Today’s systems are born in an agile world and remain fluid to accommodate changes in both the supplier and the consumer landscape. This highly dynamic system stands to challenge traditional monitoring paradigms.

At its heart, monitoring is about observing and determining the behavior of systems. Its purpose is to answer the ever-present question: Are my systems doing what they are supposed to? In the old world of slow release cycles, often between six and 18 months, the system deployed at the beginning of a release looked a lot like the same system several months later. Simply put, it was not very fluid, which is great for monitoring. If the system today is the system tomorrow and the exercise that system does today is largely the same tomorrow, then the baselines developed by observing the behavior of the system’s components will likely live long, useful lives.

In the new world of rapid and fluid business and development processes, change occurs continually. The problem here is that the fundamental principles that power monitoring, the very methods that judge whether your machine is behaving itself, require an understanding of what good behavior looks like. To understand whether systems are misbehaving, you need to know what it looks like when they are behaving.

In this new world, many organizations are adopting a microservices-systems architecture pattern. Microservices dictate that the solution to a specific technical problem should be isolated to a network-accessible service with clearly defined interfaces, such that the service has freedom. This freedom is very powerful, but the true value lies in decoupling release schedules and maintenance, and allowing for independent higher-level decisions around security, resiliency and compliance. The conflation of these two changes results in something quite unexpected for the world of monitoring: The system of today neither looks like nor should behave like the system of tomorrow.

Characteristics of Successful Monitoring

For SREs to be successful, they need a new, modern way to manage and monitor rapidly scaling and rapidly changing IT infrastructure, where monitoring is a key component of service delivery.

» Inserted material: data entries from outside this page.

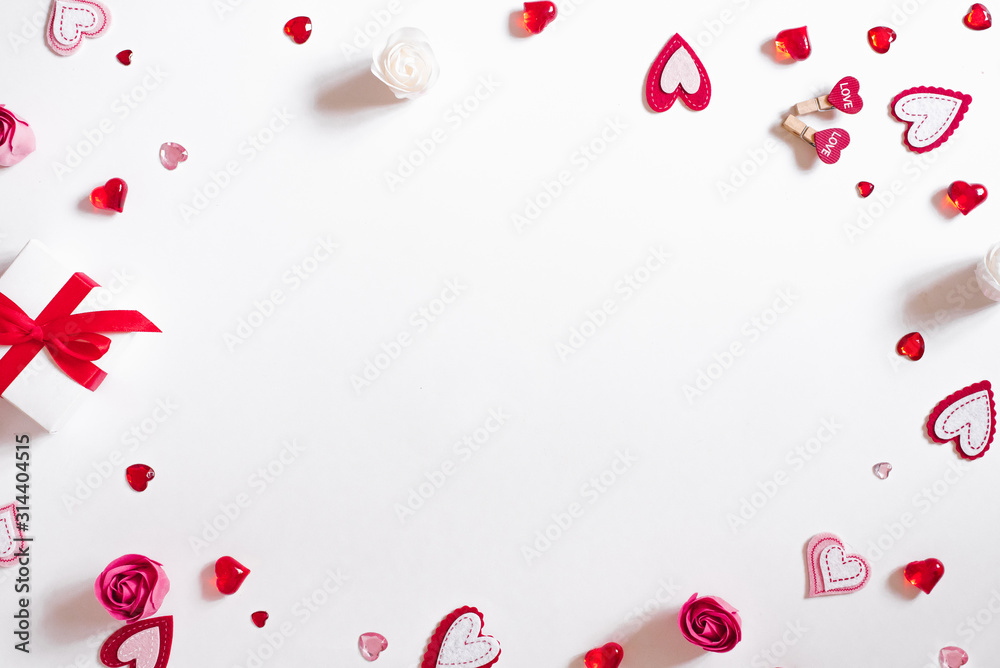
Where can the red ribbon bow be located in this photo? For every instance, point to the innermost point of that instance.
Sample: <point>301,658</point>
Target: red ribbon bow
<point>73,341</point>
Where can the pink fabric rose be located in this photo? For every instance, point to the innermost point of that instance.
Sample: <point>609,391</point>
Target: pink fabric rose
<point>17,139</point>
<point>132,587</point>
<point>710,623</point>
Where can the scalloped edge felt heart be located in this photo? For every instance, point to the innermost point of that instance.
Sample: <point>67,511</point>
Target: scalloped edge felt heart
<point>963,434</point>
<point>443,641</point>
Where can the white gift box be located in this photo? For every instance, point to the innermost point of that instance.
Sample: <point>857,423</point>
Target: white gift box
<point>42,390</point>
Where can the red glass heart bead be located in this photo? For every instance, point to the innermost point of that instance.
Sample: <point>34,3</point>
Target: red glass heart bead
<point>911,345</point>
<point>793,43</point>
<point>110,196</point>
<point>299,29</point>
<point>608,656</point>
<point>537,15</point>
<point>880,38</point>
<point>924,574</point>
<point>229,575</point>
<point>978,17</point>
<point>966,196</point>
<point>138,476</point>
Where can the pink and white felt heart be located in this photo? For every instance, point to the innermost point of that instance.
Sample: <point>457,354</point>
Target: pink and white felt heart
<point>458,642</point>
<point>969,417</point>
<point>932,114</point>
<point>72,20</point>
<point>677,72</point>
<point>11,536</point>
<point>143,644</point>
<point>831,569</point>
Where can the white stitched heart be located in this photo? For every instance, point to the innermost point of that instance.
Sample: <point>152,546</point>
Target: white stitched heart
<point>463,647</point>
<point>930,115</point>
<point>680,70</point>
<point>840,571</point>
<point>971,419</point>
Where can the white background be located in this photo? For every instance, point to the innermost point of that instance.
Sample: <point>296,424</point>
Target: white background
<point>830,356</point>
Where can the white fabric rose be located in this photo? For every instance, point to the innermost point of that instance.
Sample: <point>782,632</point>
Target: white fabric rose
<point>988,273</point>
<point>407,64</point>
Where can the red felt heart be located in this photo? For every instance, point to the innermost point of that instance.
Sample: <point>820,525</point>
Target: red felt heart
<point>845,96</point>
<point>110,196</point>
<point>608,656</point>
<point>829,144</point>
<point>229,575</point>
<point>966,196</point>
<point>924,574</point>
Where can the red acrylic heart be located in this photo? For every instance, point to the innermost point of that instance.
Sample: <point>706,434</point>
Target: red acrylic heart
<point>880,38</point>
<point>110,196</point>
<point>608,656</point>
<point>537,15</point>
<point>845,96</point>
<point>978,17</point>
<point>793,43</point>
<point>966,196</point>
<point>924,574</point>
<point>829,144</point>
<point>229,575</point>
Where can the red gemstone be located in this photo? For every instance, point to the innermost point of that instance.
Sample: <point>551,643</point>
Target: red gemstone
<point>138,476</point>
<point>537,15</point>
<point>880,38</point>
<point>110,196</point>
<point>608,656</point>
<point>911,345</point>
<point>793,43</point>
<point>299,29</point>
<point>229,575</point>
<point>978,17</point>
<point>966,196</point>
<point>924,574</point>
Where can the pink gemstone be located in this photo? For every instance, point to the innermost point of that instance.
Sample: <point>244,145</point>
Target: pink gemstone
<point>138,476</point>
<point>172,154</point>
<point>371,645</point>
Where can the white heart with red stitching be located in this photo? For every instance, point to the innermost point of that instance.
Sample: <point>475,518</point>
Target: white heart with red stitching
<point>463,646</point>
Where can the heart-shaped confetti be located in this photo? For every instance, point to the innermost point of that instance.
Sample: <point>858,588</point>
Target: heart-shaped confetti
<point>925,574</point>
<point>371,645</point>
<point>110,196</point>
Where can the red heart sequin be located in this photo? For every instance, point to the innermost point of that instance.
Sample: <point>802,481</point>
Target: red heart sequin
<point>924,574</point>
<point>880,38</point>
<point>537,15</point>
<point>978,17</point>
<point>110,196</point>
<point>793,43</point>
<point>229,575</point>
<point>608,656</point>
<point>966,196</point>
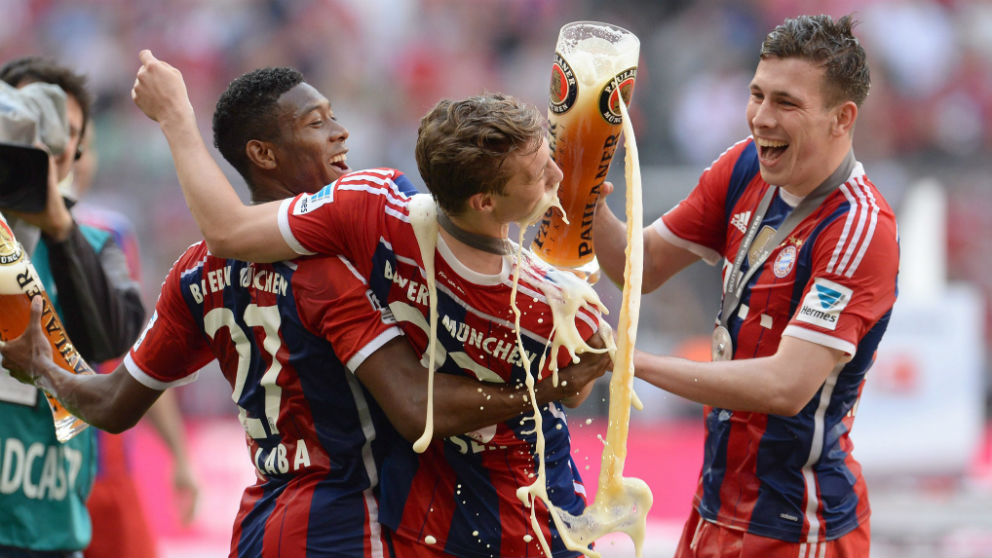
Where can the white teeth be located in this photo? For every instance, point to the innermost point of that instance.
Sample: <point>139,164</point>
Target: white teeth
<point>770,143</point>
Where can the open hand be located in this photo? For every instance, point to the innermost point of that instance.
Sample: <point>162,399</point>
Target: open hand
<point>22,354</point>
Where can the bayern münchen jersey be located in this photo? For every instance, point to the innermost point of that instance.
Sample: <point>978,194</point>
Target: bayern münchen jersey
<point>315,436</point>
<point>462,490</point>
<point>831,282</point>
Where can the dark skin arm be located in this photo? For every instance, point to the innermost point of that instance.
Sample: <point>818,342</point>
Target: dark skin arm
<point>399,383</point>
<point>113,402</point>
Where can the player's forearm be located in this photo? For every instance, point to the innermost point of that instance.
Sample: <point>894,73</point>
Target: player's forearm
<point>211,198</point>
<point>464,405</point>
<point>94,398</point>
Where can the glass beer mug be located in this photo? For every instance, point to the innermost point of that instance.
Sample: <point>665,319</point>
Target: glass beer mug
<point>595,65</point>
<point>19,284</point>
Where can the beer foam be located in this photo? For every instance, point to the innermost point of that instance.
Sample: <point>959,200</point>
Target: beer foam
<point>8,278</point>
<point>423,218</point>
<point>595,60</point>
<point>621,504</point>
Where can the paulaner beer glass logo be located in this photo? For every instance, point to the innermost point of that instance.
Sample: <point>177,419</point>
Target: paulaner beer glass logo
<point>609,99</point>
<point>564,87</point>
<point>10,251</point>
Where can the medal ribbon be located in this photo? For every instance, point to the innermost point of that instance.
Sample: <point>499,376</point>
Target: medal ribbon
<point>735,281</point>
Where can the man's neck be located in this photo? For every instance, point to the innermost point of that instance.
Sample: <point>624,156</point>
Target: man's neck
<point>836,160</point>
<point>839,172</point>
<point>474,248</point>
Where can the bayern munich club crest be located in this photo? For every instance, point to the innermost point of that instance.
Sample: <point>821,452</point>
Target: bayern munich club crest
<point>784,262</point>
<point>564,87</point>
<point>609,99</point>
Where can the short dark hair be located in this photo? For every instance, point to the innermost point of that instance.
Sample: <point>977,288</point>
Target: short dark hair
<point>247,111</point>
<point>821,40</point>
<point>461,145</point>
<point>31,69</point>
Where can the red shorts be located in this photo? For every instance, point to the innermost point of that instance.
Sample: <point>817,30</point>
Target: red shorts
<point>705,539</point>
<point>119,526</point>
<point>406,547</point>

So what should monitoring in the world of SREs look like? Organizations and SREs who are successfully adjusting their monitoring strategies have the following characteristics in common:

1. Measure Performance to Meet Quality-of-Service Requirements

It is time to move beyond only pinging a system to see if it is up or down. Pinging is useful, but not the same as knowing how well the service is running and meeting business requirements. Knowing that a machine is running and delivering some subset of a service being delivered to a customer, and to have that knowledge in real time, is real business value.

The next question becomes how to most efficiently measure performance for those quality-of-service requirements. The answer is to measure the latency of every interaction between every component in the system. In this service-centric world, high latency is the new “down.” Instead of just checking for available disk space or number of IO operations against that disk, it’s important to check, for example, the latency distribution of the API requests. Just knowing how much memory the system is using isn’t enough. It’s much more important to know how many microseconds of latency occur against every query.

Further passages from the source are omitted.